The COVID-19 pandemic has introduced significant disruptions in the learning environment for many post-secondary students with many shifting entirely to remote online learning, which can compound existing academic challenges. While emerging evidence has suggested that COVID-19 impacts students’ well-being and stress, little is known about how the pandemic has affected students academically. This study investigates how different types of academic challenges mediate the relationship between students’ COVID-19 psychological distress and their academic performance. Participants (n=496) completed an online survey that measured COVID-19 psychological distress, self-reported grade point average (GPA), and academic challenges. Mediational analyses estimating indirect pathways were conducted using structural equation modelling on Mplus.
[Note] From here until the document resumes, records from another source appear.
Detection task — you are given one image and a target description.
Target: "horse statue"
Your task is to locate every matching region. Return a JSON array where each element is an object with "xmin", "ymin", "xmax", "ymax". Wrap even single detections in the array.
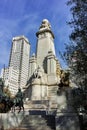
[{"xmin": 12, "ymin": 88, "xmax": 24, "ymax": 113}]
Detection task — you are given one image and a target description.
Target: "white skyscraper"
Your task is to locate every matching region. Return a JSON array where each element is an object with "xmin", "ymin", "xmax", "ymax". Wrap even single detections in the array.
[{"xmin": 9, "ymin": 36, "xmax": 30, "ymax": 88}]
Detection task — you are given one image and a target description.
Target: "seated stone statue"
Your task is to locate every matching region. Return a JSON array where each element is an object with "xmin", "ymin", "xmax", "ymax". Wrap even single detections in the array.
[{"xmin": 15, "ymin": 88, "xmax": 23, "ymax": 102}]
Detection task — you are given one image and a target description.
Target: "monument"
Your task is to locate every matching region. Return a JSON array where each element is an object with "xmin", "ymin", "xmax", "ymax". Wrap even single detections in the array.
[
  {"xmin": 0, "ymin": 19, "xmax": 79, "ymax": 130},
  {"xmin": 23, "ymin": 19, "xmax": 61, "ymax": 108}
]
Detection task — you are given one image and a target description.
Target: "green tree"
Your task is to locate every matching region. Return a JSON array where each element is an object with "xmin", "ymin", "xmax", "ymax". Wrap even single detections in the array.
[{"xmin": 63, "ymin": 0, "xmax": 87, "ymax": 110}]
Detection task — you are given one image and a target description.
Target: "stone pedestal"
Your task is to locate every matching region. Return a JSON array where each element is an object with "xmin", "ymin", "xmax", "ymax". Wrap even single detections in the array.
[{"xmin": 56, "ymin": 112, "xmax": 80, "ymax": 130}]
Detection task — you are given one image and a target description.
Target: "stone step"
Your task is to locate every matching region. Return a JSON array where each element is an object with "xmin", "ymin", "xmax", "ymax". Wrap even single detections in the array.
[{"xmin": 1, "ymin": 111, "xmax": 55, "ymax": 130}]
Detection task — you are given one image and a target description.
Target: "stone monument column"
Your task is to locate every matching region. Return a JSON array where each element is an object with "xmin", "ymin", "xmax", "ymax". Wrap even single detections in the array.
[
  {"xmin": 36, "ymin": 19, "xmax": 55, "ymax": 73},
  {"xmin": 29, "ymin": 54, "xmax": 36, "ymax": 77}
]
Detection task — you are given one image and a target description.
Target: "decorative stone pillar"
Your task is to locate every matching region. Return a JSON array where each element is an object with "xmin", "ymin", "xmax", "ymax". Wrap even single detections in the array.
[
  {"xmin": 29, "ymin": 54, "xmax": 36, "ymax": 77},
  {"xmin": 47, "ymin": 51, "xmax": 57, "ymax": 85}
]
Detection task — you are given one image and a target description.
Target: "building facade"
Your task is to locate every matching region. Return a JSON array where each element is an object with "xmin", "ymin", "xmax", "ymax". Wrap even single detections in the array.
[
  {"xmin": 9, "ymin": 36, "xmax": 30, "ymax": 88},
  {"xmin": 1, "ymin": 67, "xmax": 19, "ymax": 95}
]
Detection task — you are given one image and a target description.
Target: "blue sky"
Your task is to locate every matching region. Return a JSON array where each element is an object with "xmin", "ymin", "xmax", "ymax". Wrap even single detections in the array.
[{"xmin": 0, "ymin": 0, "xmax": 71, "ymax": 70}]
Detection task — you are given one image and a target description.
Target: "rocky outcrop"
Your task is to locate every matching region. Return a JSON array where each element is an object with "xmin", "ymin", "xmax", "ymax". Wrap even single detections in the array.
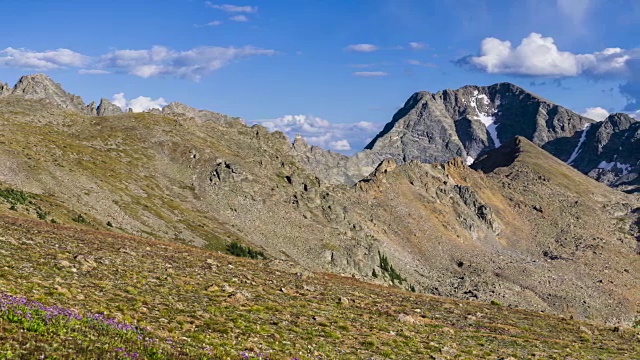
[
  {"xmin": 11, "ymin": 74, "xmax": 96, "ymax": 115},
  {"xmin": 97, "ymin": 98, "xmax": 124, "ymax": 116},
  {"xmin": 159, "ymin": 102, "xmax": 241, "ymax": 122},
  {"xmin": 291, "ymin": 136, "xmax": 382, "ymax": 185},
  {"xmin": 366, "ymin": 83, "xmax": 593, "ymax": 163},
  {"xmin": 569, "ymin": 113, "xmax": 640, "ymax": 189},
  {"xmin": 0, "ymin": 82, "xmax": 13, "ymax": 97}
]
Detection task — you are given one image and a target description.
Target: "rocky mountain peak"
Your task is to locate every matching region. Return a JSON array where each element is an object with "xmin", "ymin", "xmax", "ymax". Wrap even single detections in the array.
[
  {"xmin": 97, "ymin": 98, "xmax": 124, "ymax": 116},
  {"xmin": 11, "ymin": 74, "xmax": 96, "ymax": 115},
  {"xmin": 0, "ymin": 82, "xmax": 13, "ymax": 97},
  {"xmin": 366, "ymin": 83, "xmax": 593, "ymax": 169}
]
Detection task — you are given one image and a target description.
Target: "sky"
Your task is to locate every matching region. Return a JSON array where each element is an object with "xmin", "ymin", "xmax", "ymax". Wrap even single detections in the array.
[{"xmin": 0, "ymin": 0, "xmax": 640, "ymax": 154}]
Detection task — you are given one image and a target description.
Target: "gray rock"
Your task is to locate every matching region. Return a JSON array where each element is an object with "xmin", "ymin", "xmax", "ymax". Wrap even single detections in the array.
[
  {"xmin": 291, "ymin": 136, "xmax": 384, "ymax": 185},
  {"xmin": 0, "ymin": 83, "xmax": 13, "ymax": 97},
  {"xmin": 11, "ymin": 74, "xmax": 94, "ymax": 115},
  {"xmin": 162, "ymin": 102, "xmax": 241, "ymax": 122},
  {"xmin": 570, "ymin": 114, "xmax": 640, "ymax": 191},
  {"xmin": 97, "ymin": 98, "xmax": 124, "ymax": 116},
  {"xmin": 366, "ymin": 83, "xmax": 593, "ymax": 163}
]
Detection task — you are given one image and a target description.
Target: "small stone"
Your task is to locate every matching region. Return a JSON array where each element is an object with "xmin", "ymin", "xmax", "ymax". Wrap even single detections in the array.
[
  {"xmin": 440, "ymin": 346, "xmax": 458, "ymax": 357},
  {"xmin": 398, "ymin": 314, "xmax": 416, "ymax": 324},
  {"xmin": 578, "ymin": 325, "xmax": 593, "ymax": 335},
  {"xmin": 58, "ymin": 260, "xmax": 71, "ymax": 267}
]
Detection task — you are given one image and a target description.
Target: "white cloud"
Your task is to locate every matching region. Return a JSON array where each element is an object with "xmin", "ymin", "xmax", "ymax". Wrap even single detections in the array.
[
  {"xmin": 460, "ymin": 33, "xmax": 640, "ymax": 77},
  {"xmin": 352, "ymin": 71, "xmax": 389, "ymax": 77},
  {"xmin": 98, "ymin": 46, "xmax": 276, "ymax": 81},
  {"xmin": 250, "ymin": 115, "xmax": 381, "ymax": 152},
  {"xmin": 229, "ymin": 15, "xmax": 249, "ymax": 22},
  {"xmin": 78, "ymin": 69, "xmax": 111, "ymax": 75},
  {"xmin": 345, "ymin": 44, "xmax": 378, "ymax": 52},
  {"xmin": 205, "ymin": 1, "xmax": 258, "ymax": 14},
  {"xmin": 0, "ymin": 47, "xmax": 89, "ymax": 70},
  {"xmin": 111, "ymin": 93, "xmax": 167, "ymax": 112},
  {"xmin": 329, "ymin": 139, "xmax": 351, "ymax": 151},
  {"xmin": 580, "ymin": 106, "xmax": 609, "ymax": 121},
  {"xmin": 194, "ymin": 20, "xmax": 222, "ymax": 27},
  {"xmin": 407, "ymin": 60, "xmax": 438, "ymax": 67},
  {"xmin": 409, "ymin": 41, "xmax": 427, "ymax": 50}
]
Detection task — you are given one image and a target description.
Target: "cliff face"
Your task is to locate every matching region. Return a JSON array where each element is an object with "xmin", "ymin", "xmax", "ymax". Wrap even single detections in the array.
[{"xmin": 366, "ymin": 83, "xmax": 593, "ymax": 163}]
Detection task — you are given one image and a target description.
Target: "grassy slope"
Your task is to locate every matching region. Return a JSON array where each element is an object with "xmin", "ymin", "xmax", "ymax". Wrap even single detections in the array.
[{"xmin": 0, "ymin": 213, "xmax": 640, "ymax": 359}]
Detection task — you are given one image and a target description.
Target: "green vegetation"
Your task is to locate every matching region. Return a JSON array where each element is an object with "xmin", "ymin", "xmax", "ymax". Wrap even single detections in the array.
[
  {"xmin": 71, "ymin": 214, "xmax": 89, "ymax": 224},
  {"xmin": 0, "ymin": 210, "xmax": 640, "ymax": 360},
  {"xmin": 36, "ymin": 206, "xmax": 49, "ymax": 221},
  {"xmin": 0, "ymin": 188, "xmax": 31, "ymax": 206},
  {"xmin": 378, "ymin": 251, "xmax": 417, "ymax": 292},
  {"xmin": 378, "ymin": 251, "xmax": 406, "ymax": 285},
  {"xmin": 227, "ymin": 241, "xmax": 267, "ymax": 260}
]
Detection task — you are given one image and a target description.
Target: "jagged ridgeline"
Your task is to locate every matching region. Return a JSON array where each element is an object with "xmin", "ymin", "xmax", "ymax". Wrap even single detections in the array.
[{"xmin": 0, "ymin": 75, "xmax": 640, "ymax": 324}]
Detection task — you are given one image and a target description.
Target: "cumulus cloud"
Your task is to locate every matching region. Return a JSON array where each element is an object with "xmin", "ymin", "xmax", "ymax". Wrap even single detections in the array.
[
  {"xmin": 229, "ymin": 15, "xmax": 249, "ymax": 22},
  {"xmin": 98, "ymin": 46, "xmax": 276, "ymax": 81},
  {"xmin": 205, "ymin": 1, "xmax": 258, "ymax": 14},
  {"xmin": 457, "ymin": 33, "xmax": 640, "ymax": 111},
  {"xmin": 251, "ymin": 115, "xmax": 380, "ymax": 152},
  {"xmin": 580, "ymin": 106, "xmax": 609, "ymax": 121},
  {"xmin": 0, "ymin": 47, "xmax": 89, "ymax": 70},
  {"xmin": 409, "ymin": 41, "xmax": 427, "ymax": 50},
  {"xmin": 459, "ymin": 33, "xmax": 640, "ymax": 77},
  {"xmin": 111, "ymin": 93, "xmax": 167, "ymax": 112},
  {"xmin": 345, "ymin": 44, "xmax": 378, "ymax": 52},
  {"xmin": 352, "ymin": 71, "xmax": 389, "ymax": 77},
  {"xmin": 329, "ymin": 139, "xmax": 351, "ymax": 151}
]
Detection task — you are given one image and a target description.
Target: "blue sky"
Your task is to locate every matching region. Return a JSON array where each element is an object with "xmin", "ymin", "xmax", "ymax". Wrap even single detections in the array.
[{"xmin": 0, "ymin": 0, "xmax": 640, "ymax": 153}]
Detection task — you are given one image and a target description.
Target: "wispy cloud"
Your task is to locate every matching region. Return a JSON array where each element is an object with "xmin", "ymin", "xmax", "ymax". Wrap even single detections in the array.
[
  {"xmin": 0, "ymin": 47, "xmax": 90, "ymax": 70},
  {"xmin": 78, "ymin": 69, "xmax": 111, "ymax": 75},
  {"xmin": 345, "ymin": 44, "xmax": 378, "ymax": 52},
  {"xmin": 351, "ymin": 71, "xmax": 389, "ymax": 77},
  {"xmin": 409, "ymin": 41, "xmax": 429, "ymax": 50},
  {"xmin": 580, "ymin": 106, "xmax": 609, "ymax": 121},
  {"xmin": 194, "ymin": 20, "xmax": 222, "ymax": 27},
  {"xmin": 249, "ymin": 115, "xmax": 380, "ymax": 152},
  {"xmin": 98, "ymin": 46, "xmax": 276, "ymax": 81},
  {"xmin": 229, "ymin": 15, "xmax": 249, "ymax": 22},
  {"xmin": 111, "ymin": 93, "xmax": 167, "ymax": 112},
  {"xmin": 205, "ymin": 1, "xmax": 258, "ymax": 14},
  {"xmin": 407, "ymin": 60, "xmax": 438, "ymax": 67}
]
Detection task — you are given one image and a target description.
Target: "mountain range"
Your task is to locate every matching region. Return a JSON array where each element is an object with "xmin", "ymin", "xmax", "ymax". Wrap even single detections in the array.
[{"xmin": 0, "ymin": 74, "xmax": 640, "ymax": 325}]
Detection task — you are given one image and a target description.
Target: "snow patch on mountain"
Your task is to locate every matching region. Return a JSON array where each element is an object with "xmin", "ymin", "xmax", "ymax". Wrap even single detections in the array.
[
  {"xmin": 471, "ymin": 90, "xmax": 501, "ymax": 148},
  {"xmin": 567, "ymin": 124, "xmax": 591, "ymax": 165},
  {"xmin": 465, "ymin": 155, "xmax": 476, "ymax": 165},
  {"xmin": 598, "ymin": 161, "xmax": 631, "ymax": 175}
]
Our results showed that all challenges increased along with COVID-19 distress, but specific challenges had a significant relationship with the expected GPA. We found that out of the five academic challenge areas, metacognitive, motivational, and social and emotional challenges emerged as the salient challenge areas that fully mediated the relationship between COVID-19 distress and GPA. Contrary to our prediction, while more significant COVID-19 distress predicted more social and emotional challenges, these challenges were associated to higher GPA. Future research is invited to help students manage and cope with their academic challenges.